Done consistently, these habits often keep a team on Grow instead of Scale, which is a $280-per-month difference. The goal isn't the cheapest plan; it's not paying for resources you routinely leave on the table.
PhantomBuster vs the Alternatives on Price
PhantomBuster's breadth is also its cost problem: you pay for a 15-platform toolkit even if you only automate LinkedIn. Narrower tools often do a single job for less. Here's how the pricing stacks up against the main alternatives, verified on each vendor's pricing page.
Tool | Entry price | Model | Best for |
PhantomBuster | $69/month (Start) | Execution time + slots + credits | Multi-platform scraping and automation |
$185/month (Launch) | Data credits + actions | Scraping plus waterfall enrichment | |
$99/seat/month | Per LinkedIn seat | Cloud LinkedIn automation | |
Waalaxy | €19/month (Pro) | Per seat, LinkedIn credits | Simple LinkedIn + email outreach |
Dripify | $59/user/month | Per user, LinkedIn only | Structured LinkedIn drip campaigns |
TexAu | $79/month (Starter) | Execution time + credits | Cheaper scraping with an execution model |
Apify | $29/month (Starter) | Usage / compute units | Developer-grade custom scraping |
If your job is scraping plus enrichment, Clay covers both in one place. Its 2026 plans start at $185 per month for Launch (2,500 data credits and 15,000 actions) and $495 per month for Growth, with a free tier to test the workflow. Clay uses a dual-credit system, so watch data-credit burn, but for turning scraped lists into enriched, ready-to-contact records it does more than PhantomBuster's email lookups. Clay's plans are worth a look if enrichment is your bottleneck.
If you only automate LinkedIn, a purpose-built tool is usually cheaper and simpler.

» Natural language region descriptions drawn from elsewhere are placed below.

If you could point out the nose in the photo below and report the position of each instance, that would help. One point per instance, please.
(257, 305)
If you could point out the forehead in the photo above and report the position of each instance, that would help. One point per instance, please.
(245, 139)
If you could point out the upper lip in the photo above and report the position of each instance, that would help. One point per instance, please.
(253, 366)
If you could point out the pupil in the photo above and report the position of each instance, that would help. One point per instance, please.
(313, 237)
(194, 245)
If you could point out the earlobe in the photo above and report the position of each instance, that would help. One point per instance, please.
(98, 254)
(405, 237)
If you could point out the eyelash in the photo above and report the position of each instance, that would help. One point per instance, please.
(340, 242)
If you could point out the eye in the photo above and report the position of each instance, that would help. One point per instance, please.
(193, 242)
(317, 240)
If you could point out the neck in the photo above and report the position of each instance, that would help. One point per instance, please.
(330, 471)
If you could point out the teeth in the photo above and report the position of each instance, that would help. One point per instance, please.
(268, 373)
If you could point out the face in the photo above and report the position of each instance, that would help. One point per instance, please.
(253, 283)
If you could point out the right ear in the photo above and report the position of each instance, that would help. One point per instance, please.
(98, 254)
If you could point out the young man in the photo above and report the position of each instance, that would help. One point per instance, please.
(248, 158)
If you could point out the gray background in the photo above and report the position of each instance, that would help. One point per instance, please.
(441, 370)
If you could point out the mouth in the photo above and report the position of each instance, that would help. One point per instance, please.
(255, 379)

Expandi runs cloud LinkedIn sequences at $99 per seat per month ($79 billed annually), with warm-up steps, smart sequences, and webhook support that map closely to the flows people build in PhantomBuster. Waalaxy starts at just €19 per month for its Pro plan and Dripify at $59 per user per month, both far below Grow if LinkedIn is your only channel. For content-led LinkedIn and personal-brand plays rather than raw scraping, Taplio covers scheduling, AI posts, and a lead database from $39 per month.
On the scraping side, TexAu uses a similar execution-time model starting at $79 per month for 30 hours, often undercutting PhantomBuster for the same kind of work. Apify sits at the developer end from $29 per month, billing by compute usage with per-Actor charges on top, which suits custom pipelines more than plug-and-play prospecting. Captain Data has moved upmarket to an API-first platform from $399 per month after sunsetting its no-code product, and La Growth Machine runs multichannel sequences from €60 per month per identity. None of these is strictly better; the right pick depends on whether you need one platform or five.

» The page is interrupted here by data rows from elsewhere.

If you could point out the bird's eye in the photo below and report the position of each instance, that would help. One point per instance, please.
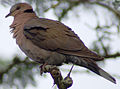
(18, 8)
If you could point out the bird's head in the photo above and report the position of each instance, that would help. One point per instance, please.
(19, 9)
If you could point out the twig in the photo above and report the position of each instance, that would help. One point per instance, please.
(57, 77)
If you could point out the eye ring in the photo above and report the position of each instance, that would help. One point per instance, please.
(18, 8)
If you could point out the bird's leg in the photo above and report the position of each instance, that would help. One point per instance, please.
(68, 80)
(42, 68)
(70, 71)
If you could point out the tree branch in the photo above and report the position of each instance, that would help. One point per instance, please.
(112, 55)
(57, 77)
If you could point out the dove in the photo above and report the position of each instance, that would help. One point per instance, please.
(51, 42)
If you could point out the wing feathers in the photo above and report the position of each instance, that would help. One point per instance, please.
(55, 36)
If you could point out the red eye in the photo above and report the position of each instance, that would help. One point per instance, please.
(18, 8)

Is PhantomBuster Worth the Money?
PhantomBuster earns its price when you genuinely use its range. If you're pulling data from LinkedIn, Instagram, Google Maps, and Twitter and stitching custom flows, few tools match it, and the cost buys real flexibility.
It's a poor fit if you only want simple LinkedIn outreach. You'd pay Grow's $159 per month for capability you won't touch, when a dedicated tool does that one job for a third of the price. A six-month user summing it up in an r/linkedinautomation review put it plainly: PhantomBuster is "incredibly flexible" and "great for data extraction," but it has a "steep learning curve," is "more expensive than other options ($56–352/month)," and "requires technical knowledge to set up properly." Their verdict was that it's fantastic for advanced automation and overkill for basic outreach.
That's the honest test. Price PhantomBuster against the one job you most need done. If that job is broad, multi-platform data work, it's worth the budget. If it's narrow, a cheaper specialist will serve you better.